The theme of opposites was incorporated cleverly and subtly. Still images of skeletons and scalpels flashed on the screen in a white negative before the colour flowed back, a subliminal reminder of the fundamental bodily inversion that FOP brings about. It was a film which made your jaw drop open before you caught yourself with the irony.

It was a lovely film in which explanation and entertainment, those ever strange bedfellows, wrestled for the covers. Not for the first time in the history of Horizon, the resulting struggle kept the audience wide awake.

It was easy, on the other hand, to sneer at The Day Britain Turned Disco (ITV), a programme screened to coincide with the 21st anniversary of the release of the film Saturday Night Fever. It featured, among other things, Simon Bates introducing the Yorkshire regional final of the British Disco Dancing Championships.
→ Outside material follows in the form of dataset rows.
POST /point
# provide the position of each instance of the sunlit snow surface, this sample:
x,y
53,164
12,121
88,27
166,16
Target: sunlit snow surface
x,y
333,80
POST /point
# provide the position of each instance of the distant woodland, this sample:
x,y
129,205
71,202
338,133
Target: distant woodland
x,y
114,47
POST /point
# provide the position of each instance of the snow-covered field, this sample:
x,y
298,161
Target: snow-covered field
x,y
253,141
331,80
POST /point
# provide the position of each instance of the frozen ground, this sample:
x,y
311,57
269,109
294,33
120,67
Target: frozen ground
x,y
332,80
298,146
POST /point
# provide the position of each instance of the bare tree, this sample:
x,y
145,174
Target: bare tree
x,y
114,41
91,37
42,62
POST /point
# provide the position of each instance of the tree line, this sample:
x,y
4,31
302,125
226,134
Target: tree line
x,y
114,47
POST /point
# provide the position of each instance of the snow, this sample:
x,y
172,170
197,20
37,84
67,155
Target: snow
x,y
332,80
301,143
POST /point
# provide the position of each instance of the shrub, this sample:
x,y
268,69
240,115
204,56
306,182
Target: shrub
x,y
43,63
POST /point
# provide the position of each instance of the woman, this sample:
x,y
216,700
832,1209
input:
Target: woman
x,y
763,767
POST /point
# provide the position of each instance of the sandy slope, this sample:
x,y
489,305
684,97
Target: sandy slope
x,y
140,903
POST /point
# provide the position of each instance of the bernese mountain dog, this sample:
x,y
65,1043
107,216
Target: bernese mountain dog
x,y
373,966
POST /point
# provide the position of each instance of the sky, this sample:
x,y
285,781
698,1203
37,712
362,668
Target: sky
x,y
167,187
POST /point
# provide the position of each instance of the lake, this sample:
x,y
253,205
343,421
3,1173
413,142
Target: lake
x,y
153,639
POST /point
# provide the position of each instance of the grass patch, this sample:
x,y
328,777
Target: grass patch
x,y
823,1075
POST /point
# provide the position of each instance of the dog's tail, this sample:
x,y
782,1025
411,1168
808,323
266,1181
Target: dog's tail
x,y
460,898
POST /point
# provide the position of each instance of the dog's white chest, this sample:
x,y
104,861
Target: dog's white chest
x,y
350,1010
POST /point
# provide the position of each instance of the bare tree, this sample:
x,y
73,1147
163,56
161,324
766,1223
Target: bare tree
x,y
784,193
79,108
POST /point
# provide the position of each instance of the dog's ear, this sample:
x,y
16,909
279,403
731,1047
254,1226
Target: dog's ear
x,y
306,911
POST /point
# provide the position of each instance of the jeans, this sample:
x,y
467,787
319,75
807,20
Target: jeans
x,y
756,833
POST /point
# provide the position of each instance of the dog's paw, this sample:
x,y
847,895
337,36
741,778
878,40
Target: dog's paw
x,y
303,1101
Twenty years on, it seems implausible that people watched this stuff, but such a superior attitude ignores the fact that this decade the populace watched an entire series about a Welsh toilet cleaner who couldn't drive. And enjoyed it.

There was a fabulous lack of irony from some of the contributors. "If you don't know what you're doing, then obviously you look like a bit of an idiot, don't you?" remarked one woman at a disco dancing class. Unfortunately, amid a flurry of arms and legs, her fellow pupils then demonstrated the opposite; that it was only at the point when you knew what you were doing that you looked like a complete idiot.